LunavoxAudio exposes a subset of the above directly on the audio struct, so the C / Python binding does not need an extra round-trip. Memory / VRAM samples live in a nested LunavoxMemStats block so callers see a single mem.*_peak_delta_bytes computation path instead of juggling flat fields:

typedef struct LunavoxMemStats {
    uint64_t rss_start_bytes;
    uint64_t rss_end_bytes;
    uint64_t rss_peak_bytes;
    uint64_t vram_start_bytes;
    uint64_t vram_end_bytes;
    uint64_t vram_peak_bytes;
    uint32_t vram_measured;  /* 1 = NVML returned per-PID attributed bytes; 0 = not measured */
    uint32_t _pad;
} LunavoxMemStats;

typedef struct LunavoxAudio {
    const float* samples;
    int32_t  n_samples;
    int32_t  sample_rate;
    int64_t  t_tokenize_ms;
    int64_t  t_encode_ms;
    int64_t  t_generate_ms;
    int64_t  t_decode_ms;
    int64_t  t_total_ms;
    int64_t  audio_duration_ms;
    float    rtf;
    float    _pad;
    LunavoxMemStats mem;
} LunavoxAudio;

VRAM attribution

vram_* fields are sampled via NVML using nvmlDevice*RunningProcesses and filtered to the engine's own PID — readings reflect LunaVox's own allocations, not whole-device usage. When NVML is unavailable, or when the driver cannot attribute a per-process byte count for the current process, vram_measured stays 0 and the vram_* fields are undefined. Clients MUST gate VRAM rendering on vram_measured, not on vram_peak_bytes > 0 (a zero reading on a CPU-only run is a legitimate measurement).

Python / HTTP mirrors

The Python binding mirrors this as MemStats + SynthesisStats (see lunavox.runtime.params), and the HTTP / WS API echoes it as SynthStatsResponse { mem: MemStatsResponse } with the same field names. MemStats.rss_peak_delta_bytes / vram_peak_delta_bytes are computed properties — they return peak - start clamped at zero, which is the single correct "synthesis-driven growth" figure for UIs to display.
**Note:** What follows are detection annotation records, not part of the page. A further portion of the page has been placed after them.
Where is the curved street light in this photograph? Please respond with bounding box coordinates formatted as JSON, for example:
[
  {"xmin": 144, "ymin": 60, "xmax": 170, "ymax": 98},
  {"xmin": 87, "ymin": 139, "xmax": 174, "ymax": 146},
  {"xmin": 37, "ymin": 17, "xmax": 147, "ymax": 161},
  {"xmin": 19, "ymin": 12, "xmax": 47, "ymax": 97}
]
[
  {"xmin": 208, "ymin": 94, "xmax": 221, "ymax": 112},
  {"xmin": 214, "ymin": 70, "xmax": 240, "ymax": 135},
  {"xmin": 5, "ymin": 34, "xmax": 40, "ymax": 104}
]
The finer llama_* / decoder_* sub-timings only appear in the JSON file output.

Consumers

  • benchmark/run_benchmark.py — reads --stats-json to compute the 100-run latency / TTFB / RTF / memory distribution that powers benchmark/report.md.
  • lunavox.gui.widgets.stats_card::StatsCard.update_stats — renders SynthesisStats directly into the GUI's stats card (no legacy dict projection).
  • New tooling should import from lunavox.core.stats_schema instead of poking at free-form dicts.